The Prospect T1 has been specifically designed for preclinical imaging of small animals including mice and rats. These species require very high resolution images (up to 30µm) to observe anatomical structures, and considerations to monitor changes in hemodynamics due to their high heart rates. This tablet based, high frequency, compact ultrasound system is a cost effective alternative to other preclinical ultrasound systems on the market, allowing individual labs to harness the power of this real-time imaging modality.
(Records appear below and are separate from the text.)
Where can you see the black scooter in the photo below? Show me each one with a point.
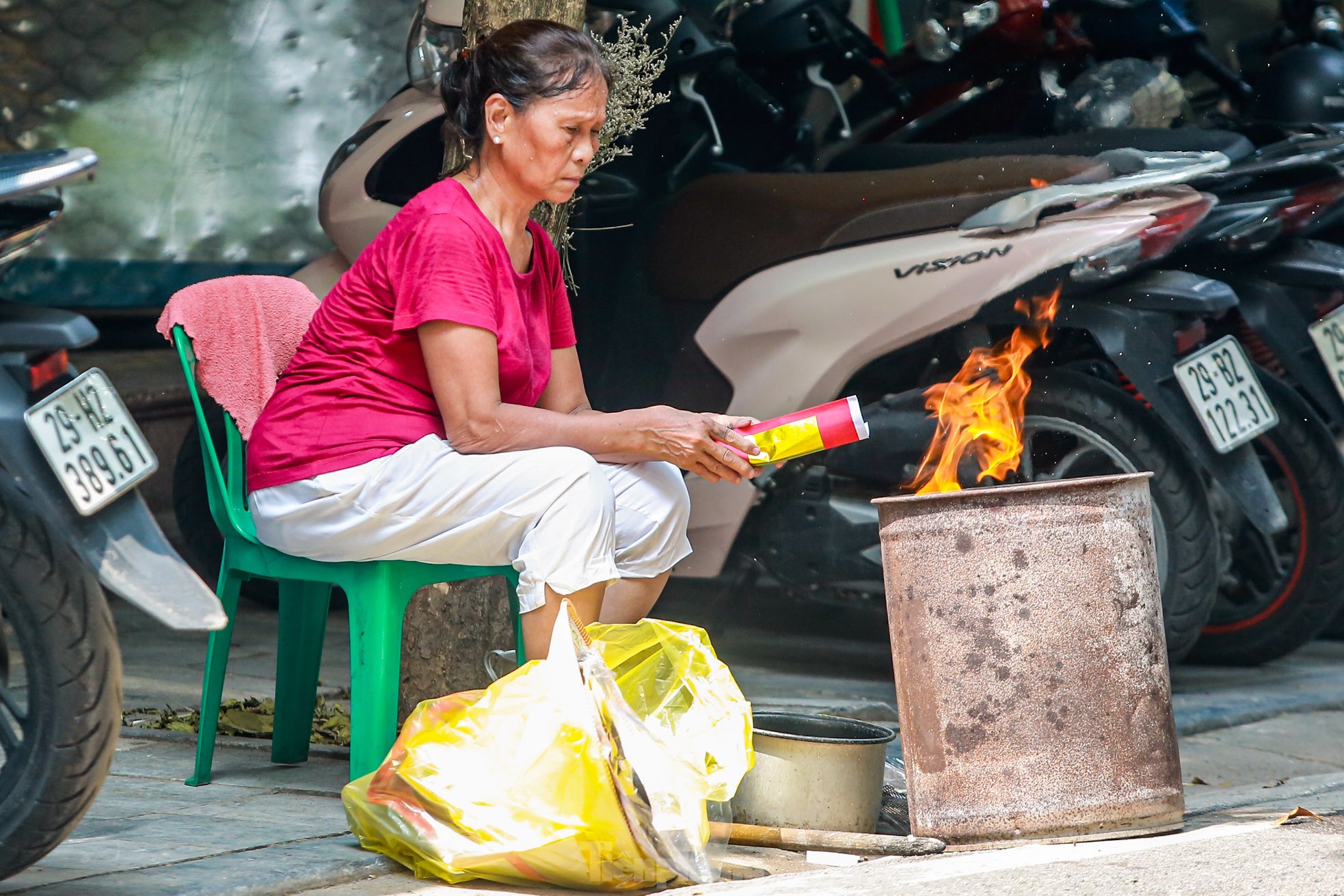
(72, 524)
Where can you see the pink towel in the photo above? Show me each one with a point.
(243, 331)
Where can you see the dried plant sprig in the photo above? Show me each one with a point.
(636, 65)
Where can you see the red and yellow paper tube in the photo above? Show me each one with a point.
(816, 429)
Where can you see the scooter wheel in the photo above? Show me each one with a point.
(1078, 425)
(1287, 587)
(59, 687)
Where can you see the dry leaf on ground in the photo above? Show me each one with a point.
(1298, 815)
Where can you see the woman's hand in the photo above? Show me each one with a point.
(693, 442)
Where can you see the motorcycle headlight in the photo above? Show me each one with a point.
(945, 25)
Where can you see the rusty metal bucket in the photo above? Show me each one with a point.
(1031, 666)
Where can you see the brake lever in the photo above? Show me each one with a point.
(688, 90)
(815, 77)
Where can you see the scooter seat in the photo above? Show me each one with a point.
(894, 155)
(740, 223)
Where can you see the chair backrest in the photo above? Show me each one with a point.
(225, 488)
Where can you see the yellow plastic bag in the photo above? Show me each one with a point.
(677, 685)
(550, 777)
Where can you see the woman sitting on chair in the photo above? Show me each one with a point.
(435, 411)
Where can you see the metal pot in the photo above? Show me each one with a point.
(814, 772)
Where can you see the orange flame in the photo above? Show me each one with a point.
(982, 407)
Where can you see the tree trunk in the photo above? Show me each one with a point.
(451, 627)
(446, 633)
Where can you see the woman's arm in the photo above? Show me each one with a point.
(463, 364)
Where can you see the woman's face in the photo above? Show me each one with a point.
(549, 146)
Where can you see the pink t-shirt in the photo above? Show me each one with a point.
(358, 389)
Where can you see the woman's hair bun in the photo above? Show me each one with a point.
(523, 61)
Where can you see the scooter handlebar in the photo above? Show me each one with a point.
(753, 93)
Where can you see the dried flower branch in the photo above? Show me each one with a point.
(636, 66)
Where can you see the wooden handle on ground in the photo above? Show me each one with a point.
(835, 841)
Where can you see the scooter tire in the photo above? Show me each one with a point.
(72, 668)
(1178, 491)
(1308, 470)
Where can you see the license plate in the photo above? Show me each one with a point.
(89, 439)
(1222, 388)
(1328, 335)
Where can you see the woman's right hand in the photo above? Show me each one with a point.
(697, 442)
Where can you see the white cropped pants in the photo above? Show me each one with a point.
(555, 513)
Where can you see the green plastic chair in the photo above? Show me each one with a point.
(377, 591)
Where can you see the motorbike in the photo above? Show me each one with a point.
(910, 293)
(72, 524)
(1280, 594)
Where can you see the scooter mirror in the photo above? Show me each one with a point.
(431, 42)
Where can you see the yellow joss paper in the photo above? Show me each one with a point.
(566, 773)
(788, 441)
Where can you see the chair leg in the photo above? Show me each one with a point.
(518, 620)
(217, 662)
(375, 665)
(303, 626)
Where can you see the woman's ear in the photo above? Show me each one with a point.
(498, 115)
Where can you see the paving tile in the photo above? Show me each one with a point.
(1316, 737)
(277, 869)
(124, 797)
(207, 833)
(1218, 762)
(40, 876)
(100, 854)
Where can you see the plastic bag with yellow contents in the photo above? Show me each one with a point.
(550, 776)
(673, 681)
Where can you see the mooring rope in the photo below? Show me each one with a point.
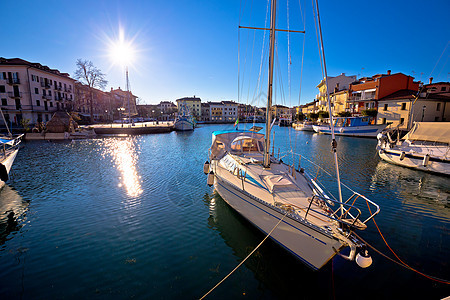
(240, 264)
(399, 262)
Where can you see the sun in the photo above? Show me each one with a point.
(121, 51)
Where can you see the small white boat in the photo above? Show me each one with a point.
(8, 153)
(283, 201)
(352, 126)
(304, 126)
(184, 121)
(425, 147)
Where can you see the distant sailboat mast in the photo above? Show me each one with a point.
(269, 92)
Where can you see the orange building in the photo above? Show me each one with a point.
(368, 90)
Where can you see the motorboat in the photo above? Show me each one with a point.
(352, 126)
(425, 147)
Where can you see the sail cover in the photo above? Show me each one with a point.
(430, 131)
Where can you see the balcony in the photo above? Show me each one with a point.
(14, 95)
(13, 81)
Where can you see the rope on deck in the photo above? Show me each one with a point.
(240, 264)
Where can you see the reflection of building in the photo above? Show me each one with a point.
(404, 107)
(32, 91)
(193, 104)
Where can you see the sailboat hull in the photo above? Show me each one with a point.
(312, 247)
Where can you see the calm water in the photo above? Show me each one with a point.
(132, 217)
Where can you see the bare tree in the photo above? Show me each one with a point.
(88, 74)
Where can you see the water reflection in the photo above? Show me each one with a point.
(419, 191)
(124, 154)
(12, 212)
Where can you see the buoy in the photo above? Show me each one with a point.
(363, 259)
(3, 173)
(206, 167)
(210, 179)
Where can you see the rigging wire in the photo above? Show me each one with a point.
(333, 143)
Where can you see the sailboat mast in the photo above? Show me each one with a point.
(128, 94)
(269, 92)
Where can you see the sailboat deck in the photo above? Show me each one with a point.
(292, 193)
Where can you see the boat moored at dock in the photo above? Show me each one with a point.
(352, 126)
(425, 147)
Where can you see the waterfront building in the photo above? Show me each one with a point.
(279, 110)
(206, 112)
(404, 107)
(230, 111)
(311, 107)
(167, 107)
(365, 93)
(104, 109)
(246, 111)
(216, 109)
(126, 102)
(193, 104)
(335, 84)
(32, 92)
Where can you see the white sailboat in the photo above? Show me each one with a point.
(184, 121)
(266, 192)
(426, 147)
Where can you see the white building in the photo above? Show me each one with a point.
(32, 91)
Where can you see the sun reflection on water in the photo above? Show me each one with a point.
(124, 154)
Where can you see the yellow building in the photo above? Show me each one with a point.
(194, 105)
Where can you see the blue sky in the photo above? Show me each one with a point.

The system is well equipped with standard ultrasound capabilities including B-mode, EKV mode, M-mode, Color and Power Doppler, Pulsed Wave Doppler, Tissue Doppler, and Contrast imaging (reference subtracted and harmonic options are available). Additionally the system’s capabilities may be expanded by adding on a 3D motor to acquire 3D B-mode images, integration of a sonoporation probe for use with microbubbles, or push probe to perform shear wave elastography, and finally an integrated injection mount can also be used to aide in image guided injections.
The standard configuration and capabilities of the Prospect T1 allow for researchers with a wide variety of research interests to utilize the system; these applications include cardiovascular research, cancer biology, general abdominal/anatomical imaging, developmental biology, as well as ophthalmology applications. The suite of analytical tools and measurement packages allow imagers to quickly generate quantitative results over the course of their longitudinal studies.
Included with the system is the scanning platform which may be equipped with either a heated mouse or rat sized bed, which has integrated physiological monitoring. This platform has been ergonomically designed to allow for easy positioning of the ultrasound probe, while being easy to clean as needed between imaging subjects.
Currently there are three different single element probes available, the choice of which to use is dependent on the animal to be imaged and the anatomical targets. The PB406e probe has a user selectable broadband frequency of between 30 – 50 MHz with a center frequency of 40MHz, with its main application being for mice and superficial imaging targets on other species. The PB506e probe has a user selectable broadband frequency of between 30-50MHz, with a center frequency of 50MHz.The PB207e probe ranges in frequency from 15 – 30 MHz, which again is user selectable, with its main application for rats and harmonic contrast imaging.
The system operates using a touch screen tablet, the user interface has been designed with the pre-clinical researcher in mind. Animal and study information can be entered at the start of an imaging session and is associated with all of the saved images. Depending on the imaging application the data may be saved in a RAW format if the raw radio frequency data is required, or cineloop format for further measurements and analysis. Additionally, there are options to simply save tiff/jpg/bmp images or avi files for presentation. Offline data analysis is also available to ensure that the system time is reserved for image acquisition, while data can be transferred to an analysis station to perform measurements as needed.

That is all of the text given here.